Names in HFS+, OS X’s default filesystem, are (quoting Wikipedia) “normalized to a form very nearly the same as Unicode Normalization Form D (NFD)”. (More on “nearly” below.) This means that when creating a file with std::fs::File::create and getting its name back with std::fs::read_dir, that name may or may not compare equal to the original name in current Rust.

Most filesystems on Linux do no such normalization, the strings would always compare equal. What do you mean by “it’s NFC”?

About “nearly”, let’s quote Apple:

IMPORTANT:
An implementation must not use the Unicode utilities implemented by its native platform (for decomposition and comparison), unless those algorithms are equivalent to the HFS Plus algorithms defined here, and are guaranteed to be so forever. This is rarely the case. Platform algorithms tend to evolve with the Unicode standard. The HFS Plus algorithms cannot evolve because such evolution would invalidate existing HFS Plus volumes.

I think this is a design mistake in HFS+, but we have to deal with it. Doing Canonical (not Compatibility!) Unicode normalization helps with that, but it’s not even quite right since there’s an Apple-specific flavor of the algorithm.

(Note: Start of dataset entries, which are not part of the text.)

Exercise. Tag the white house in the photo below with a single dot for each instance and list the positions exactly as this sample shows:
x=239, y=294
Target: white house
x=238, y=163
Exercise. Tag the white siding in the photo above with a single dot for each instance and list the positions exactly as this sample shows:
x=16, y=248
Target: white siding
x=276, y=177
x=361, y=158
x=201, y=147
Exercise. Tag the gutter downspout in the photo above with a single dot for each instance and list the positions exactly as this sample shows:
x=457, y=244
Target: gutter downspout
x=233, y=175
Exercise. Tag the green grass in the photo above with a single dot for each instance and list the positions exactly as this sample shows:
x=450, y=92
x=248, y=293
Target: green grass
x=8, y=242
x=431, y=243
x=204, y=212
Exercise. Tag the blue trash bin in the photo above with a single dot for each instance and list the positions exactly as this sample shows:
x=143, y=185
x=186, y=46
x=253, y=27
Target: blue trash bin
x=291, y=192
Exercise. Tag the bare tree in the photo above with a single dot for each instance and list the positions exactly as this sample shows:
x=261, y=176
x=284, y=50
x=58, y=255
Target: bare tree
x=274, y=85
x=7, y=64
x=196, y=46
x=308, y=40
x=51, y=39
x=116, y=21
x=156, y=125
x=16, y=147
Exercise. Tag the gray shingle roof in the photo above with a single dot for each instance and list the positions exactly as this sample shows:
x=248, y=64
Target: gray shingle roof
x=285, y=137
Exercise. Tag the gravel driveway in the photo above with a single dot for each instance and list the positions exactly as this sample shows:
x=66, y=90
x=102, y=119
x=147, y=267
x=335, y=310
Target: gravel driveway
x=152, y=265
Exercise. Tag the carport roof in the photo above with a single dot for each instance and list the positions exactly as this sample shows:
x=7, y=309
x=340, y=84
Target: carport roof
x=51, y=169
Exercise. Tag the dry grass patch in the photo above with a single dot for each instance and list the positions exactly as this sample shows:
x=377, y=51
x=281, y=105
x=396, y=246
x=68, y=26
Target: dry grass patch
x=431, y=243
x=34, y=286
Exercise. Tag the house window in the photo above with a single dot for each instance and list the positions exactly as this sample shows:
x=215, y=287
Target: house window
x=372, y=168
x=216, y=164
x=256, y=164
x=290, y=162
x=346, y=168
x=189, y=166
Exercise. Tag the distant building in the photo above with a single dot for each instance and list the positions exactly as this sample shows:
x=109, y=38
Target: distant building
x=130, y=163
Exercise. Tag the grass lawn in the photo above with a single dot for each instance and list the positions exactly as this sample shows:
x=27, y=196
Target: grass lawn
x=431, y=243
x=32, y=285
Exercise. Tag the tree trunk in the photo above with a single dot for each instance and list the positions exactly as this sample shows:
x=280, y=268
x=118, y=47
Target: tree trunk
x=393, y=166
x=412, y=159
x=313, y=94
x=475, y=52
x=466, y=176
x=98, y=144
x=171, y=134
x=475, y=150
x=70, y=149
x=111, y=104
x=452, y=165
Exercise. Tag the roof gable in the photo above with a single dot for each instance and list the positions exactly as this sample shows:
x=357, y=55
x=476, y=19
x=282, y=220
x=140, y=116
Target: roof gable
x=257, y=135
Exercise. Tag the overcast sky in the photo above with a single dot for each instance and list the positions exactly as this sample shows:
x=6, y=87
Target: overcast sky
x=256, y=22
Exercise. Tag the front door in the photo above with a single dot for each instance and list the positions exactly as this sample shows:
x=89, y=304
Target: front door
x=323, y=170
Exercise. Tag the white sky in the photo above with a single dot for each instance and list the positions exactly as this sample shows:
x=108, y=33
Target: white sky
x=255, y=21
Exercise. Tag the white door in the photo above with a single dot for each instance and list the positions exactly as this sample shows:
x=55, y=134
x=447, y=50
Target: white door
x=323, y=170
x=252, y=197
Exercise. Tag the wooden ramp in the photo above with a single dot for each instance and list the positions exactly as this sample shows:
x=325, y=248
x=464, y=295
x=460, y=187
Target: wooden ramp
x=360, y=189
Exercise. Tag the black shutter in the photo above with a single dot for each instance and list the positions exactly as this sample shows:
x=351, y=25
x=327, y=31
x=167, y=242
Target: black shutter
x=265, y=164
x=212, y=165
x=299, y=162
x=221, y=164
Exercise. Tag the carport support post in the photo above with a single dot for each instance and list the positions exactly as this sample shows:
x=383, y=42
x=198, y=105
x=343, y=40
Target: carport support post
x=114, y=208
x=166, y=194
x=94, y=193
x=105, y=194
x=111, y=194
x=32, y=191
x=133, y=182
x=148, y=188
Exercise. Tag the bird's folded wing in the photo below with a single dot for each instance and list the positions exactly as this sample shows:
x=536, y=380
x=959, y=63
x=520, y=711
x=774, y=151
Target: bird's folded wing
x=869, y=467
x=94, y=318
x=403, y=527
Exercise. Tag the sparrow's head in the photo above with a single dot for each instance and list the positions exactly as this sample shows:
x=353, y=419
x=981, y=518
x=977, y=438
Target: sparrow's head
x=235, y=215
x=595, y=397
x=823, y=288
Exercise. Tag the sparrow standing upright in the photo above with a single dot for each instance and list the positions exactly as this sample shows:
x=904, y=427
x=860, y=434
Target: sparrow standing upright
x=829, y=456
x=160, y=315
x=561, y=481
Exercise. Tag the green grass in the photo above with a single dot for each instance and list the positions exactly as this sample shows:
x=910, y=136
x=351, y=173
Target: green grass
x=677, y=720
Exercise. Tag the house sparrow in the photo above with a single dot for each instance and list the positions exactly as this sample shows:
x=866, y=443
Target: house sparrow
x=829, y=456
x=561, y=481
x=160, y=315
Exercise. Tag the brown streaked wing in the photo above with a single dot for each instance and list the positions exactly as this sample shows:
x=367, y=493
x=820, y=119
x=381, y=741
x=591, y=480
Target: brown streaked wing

This makes it sound like "no canonicalization is bad, more canonicalization fixed everything". But the Spotify story was much more subtle than that.

Their algorithm is not just Unicode normalization, it’s something called xmpp-nodeprep-03, which itself is a “profile” of stringprep. Unicode normalization is just one step of this algorithm (after "Map" (which includes case folding to lower case) and before "Prohibit" and "Check bidi"). Their problem was not failing to apply it, it was applying it more than once while their implementation was not idempotent because the Python standard library updated its unicodedata module to a new version of Unicode, and the implementation had some optimization that relied on that data being exactly Unicode version 3.2.


Serious question: what is the obvious thing? It’s not at all obvious to me. Words only have the meaning we give them, and there are so many ways to define what makes strings "equivalent".

Are the capital omega letter Ω and the Ohm sign Ω equivalent? Are lower case and upper case equivalent? In French it’s common to omit diacritics. It kinda looks wrong, but your mail is still gonna be delivered if you write Francois instead of François on an envelope. Are these equivalent? François might be mildly annoyed. But in a search engine you want to do all that and more.


So, what should we do? We can polish the API of GitHub - unicode-rs/unicode-normalization: Unicode Normalization forms according to UAX#15 rules and move it back in std. I think think that Cargo makes dependency handling easy enough that "in std" v.s. "on crates.io" is not very relevant, but if it makes some people feel better, whatever.

However I firmly believe that PartialEq for str should not use Unicode normalization or any other kind of normalization. There are so many algorithms to choose from! Canonical or compatibility? Apple-specific or latest Unicode version? Is it OK if strings that were “different” become “equivalent” when you upgrade your compiler to one that uses a newer version of Unicode?

And that doesn’t mean Rust is bad at Unicode. We give the tools for each program to use the flavor of normalization appropriate for its own use case, it doesn’t have to be an implicit default.